Plötzlich hält der Bus abrupt an. Weit und breit ist keine Haltestelle in Sicht. Trotzdem steigt eine Frau, die gleich hinter dem Fahrer sass, aus. Der Bus fährt nicht weiter. Er wartet. Die Frau läuft nach vorn zu einem Imbissstand und bestellt etwas. Der Mann am Grill packt ihr etwas Fleisch ein, sie bezahlt und läuft gemütlich zurück zu uns. Als sie wieder eingestiegen ist, fährt der Bus weiter Richtung Terminal.

Dieses Mal sind wir richtig. Für 40 Baht holen wir uns zwei Tickets nach Chiang Dao. Der Bus ist alt und hat keine Klimaanlage. Wir quetschen uns auf ein schmales Bänkchen mit drei Sitznummern. Rund um uns sitzen Schüler und so fahren wir eine Station weit. Nach anderthalb Stunden erwache ich irgendwo im Grünen. Weit und Breit nichts als Bäume und einfache Häuser. Wir sind da in Chiang Dao, der Stadt der Sterne.

Freudig umarmen wir Nadia, als wir mit einem Taxi bei der Cave Bar ankommen. Wir bezahlen gleich für zwei Nächte und bringen unsere Sachen in eine kleine Hütte im Garten. Nachdem Mittagessen verlängern wir unseren Aufenthalt schon auf eine ganze Woche. Nun eine Woche später, wissen wir, dass wir Weihnachten auch hier verbringen werden.

Doch wieso kommt man hier nicht weg?

Viel gibt es hier wirklich nicht. Es gibt wie bereits erwähnt Bäume, Büsche, Hügel und einen riesigen Berg. Ab 17:00 Uhr ist die Bar offen, wo ab und zu ein paar Leuten gemütlich sitzen, Billard spielen oder einen Nagel in ein Stück Holz hämmern. Vis-à-vis gibt es ein Thai Restaurant. Fai kocht dort liebevoll und nimmt sich alle Zeit der Welt für ihre Gerichte. Ihr vierjähriger Sohn Ahm spielt oft bei uns den ganzen Abend. Dass wir kein Wort, von dem was er sagt, verstehen, kümmert den Kleinen wenig und er erzählt uns munter weiter von seinen Spielsachen. Am Abend holt sein Vater ihn ab, Ahm verbeugt sich mit einem süssen „Khop khun khab.“ und rennt über die stille Strasse.
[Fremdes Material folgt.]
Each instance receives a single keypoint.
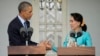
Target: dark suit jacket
(15, 39)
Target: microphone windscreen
(22, 30)
(30, 29)
(72, 34)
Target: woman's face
(74, 24)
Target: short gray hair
(23, 5)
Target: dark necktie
(26, 24)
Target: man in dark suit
(25, 13)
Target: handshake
(46, 44)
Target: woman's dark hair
(78, 17)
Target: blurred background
(51, 20)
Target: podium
(26, 51)
(76, 51)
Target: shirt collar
(21, 19)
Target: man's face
(27, 13)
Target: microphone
(29, 31)
(23, 32)
(72, 34)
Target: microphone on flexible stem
(29, 31)
(23, 32)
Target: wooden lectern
(76, 51)
(26, 50)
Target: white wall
(90, 9)
(8, 11)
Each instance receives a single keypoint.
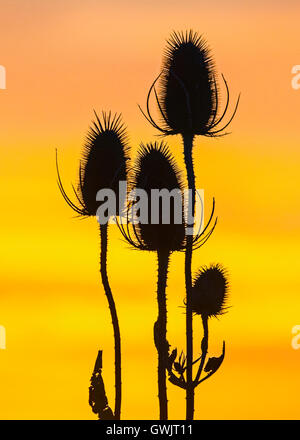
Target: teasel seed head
(188, 94)
(103, 164)
(155, 168)
(210, 291)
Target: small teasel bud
(104, 160)
(210, 291)
(155, 169)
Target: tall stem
(188, 158)
(114, 317)
(161, 333)
(204, 346)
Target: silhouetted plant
(188, 103)
(155, 169)
(97, 395)
(103, 166)
(209, 296)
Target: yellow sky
(64, 58)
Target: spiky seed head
(104, 161)
(156, 169)
(188, 90)
(210, 291)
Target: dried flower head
(155, 169)
(103, 164)
(210, 291)
(188, 96)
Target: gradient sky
(65, 57)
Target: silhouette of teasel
(155, 169)
(209, 296)
(188, 104)
(103, 165)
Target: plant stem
(161, 332)
(114, 317)
(188, 158)
(204, 346)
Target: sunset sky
(64, 58)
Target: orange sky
(64, 58)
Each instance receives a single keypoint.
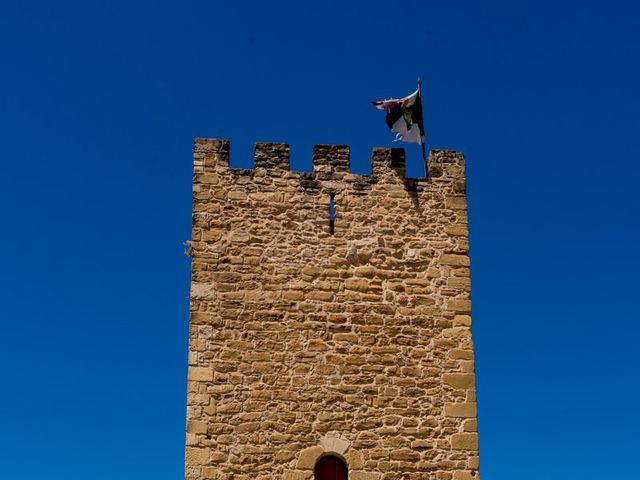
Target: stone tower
(330, 317)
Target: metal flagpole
(424, 153)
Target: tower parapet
(330, 315)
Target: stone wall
(304, 342)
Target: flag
(404, 116)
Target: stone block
(309, 456)
(459, 380)
(197, 456)
(464, 441)
(200, 374)
(462, 410)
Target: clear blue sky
(99, 105)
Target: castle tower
(330, 329)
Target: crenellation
(273, 157)
(307, 342)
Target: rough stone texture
(305, 343)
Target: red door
(330, 468)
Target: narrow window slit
(332, 214)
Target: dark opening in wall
(331, 214)
(330, 468)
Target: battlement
(331, 164)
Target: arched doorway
(330, 468)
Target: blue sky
(99, 105)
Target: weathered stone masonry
(305, 343)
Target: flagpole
(424, 153)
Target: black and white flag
(404, 117)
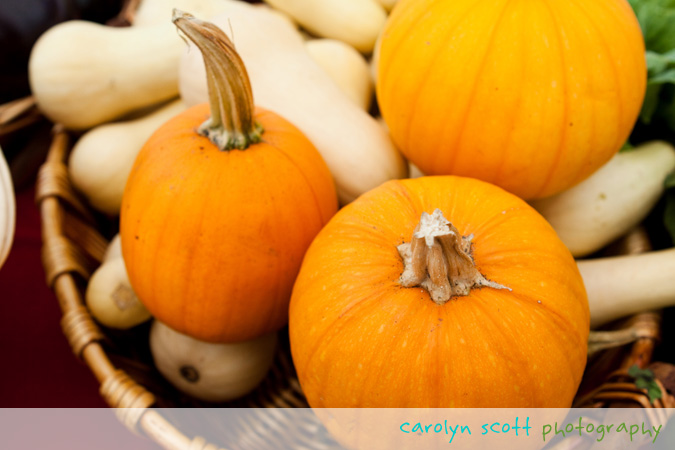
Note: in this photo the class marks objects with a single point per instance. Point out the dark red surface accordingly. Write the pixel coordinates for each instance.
(38, 370)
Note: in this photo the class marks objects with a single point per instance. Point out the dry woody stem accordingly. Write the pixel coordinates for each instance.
(231, 125)
(439, 259)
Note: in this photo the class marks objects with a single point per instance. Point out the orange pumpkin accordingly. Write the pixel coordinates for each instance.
(530, 96)
(390, 310)
(216, 218)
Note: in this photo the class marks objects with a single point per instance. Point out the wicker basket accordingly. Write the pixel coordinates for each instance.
(72, 248)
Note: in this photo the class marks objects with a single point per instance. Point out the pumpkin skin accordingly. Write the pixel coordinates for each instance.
(213, 239)
(360, 339)
(530, 96)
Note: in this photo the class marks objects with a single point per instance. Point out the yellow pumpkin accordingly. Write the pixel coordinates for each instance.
(533, 96)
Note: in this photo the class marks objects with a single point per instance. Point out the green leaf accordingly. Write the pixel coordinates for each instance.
(664, 77)
(656, 18)
(642, 383)
(669, 214)
(651, 103)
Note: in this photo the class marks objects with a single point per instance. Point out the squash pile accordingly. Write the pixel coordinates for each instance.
(421, 291)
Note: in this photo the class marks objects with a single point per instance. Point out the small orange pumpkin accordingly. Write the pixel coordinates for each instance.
(530, 96)
(393, 311)
(221, 206)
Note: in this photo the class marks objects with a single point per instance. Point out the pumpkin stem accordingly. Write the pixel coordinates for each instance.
(439, 259)
(231, 125)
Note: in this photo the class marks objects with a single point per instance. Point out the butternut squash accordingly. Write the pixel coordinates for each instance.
(83, 74)
(286, 80)
(356, 22)
(211, 372)
(347, 67)
(613, 200)
(7, 210)
(112, 300)
(152, 12)
(623, 285)
(102, 158)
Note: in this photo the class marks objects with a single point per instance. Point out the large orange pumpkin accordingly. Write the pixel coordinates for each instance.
(216, 219)
(369, 329)
(533, 96)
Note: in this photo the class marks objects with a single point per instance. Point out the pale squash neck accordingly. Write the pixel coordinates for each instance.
(438, 258)
(231, 125)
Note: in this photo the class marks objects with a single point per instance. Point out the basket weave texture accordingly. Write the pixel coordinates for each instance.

Die Strasse rauf nach links gibt es ein „Nest 1“, wo man gut frühstücken kann, die Strasse runter nach rechts gibt es das „Nest 2“, gut zum Mittag essen. Zwischendrin ist das „Bulldog“, wo wir ab und zu Burger und Spagetti holen.

scooter

Nadia lehrte uns das Motorradfahren und so können wir auch Ausflüge zu abgeschiedenen Wasserfällen und heissen Quellen machen oder wir trinken den ganzen Nachmittag Kaffee auf einem Reisfeld.

Es ist nicht viel, aber es genügt vollkommen.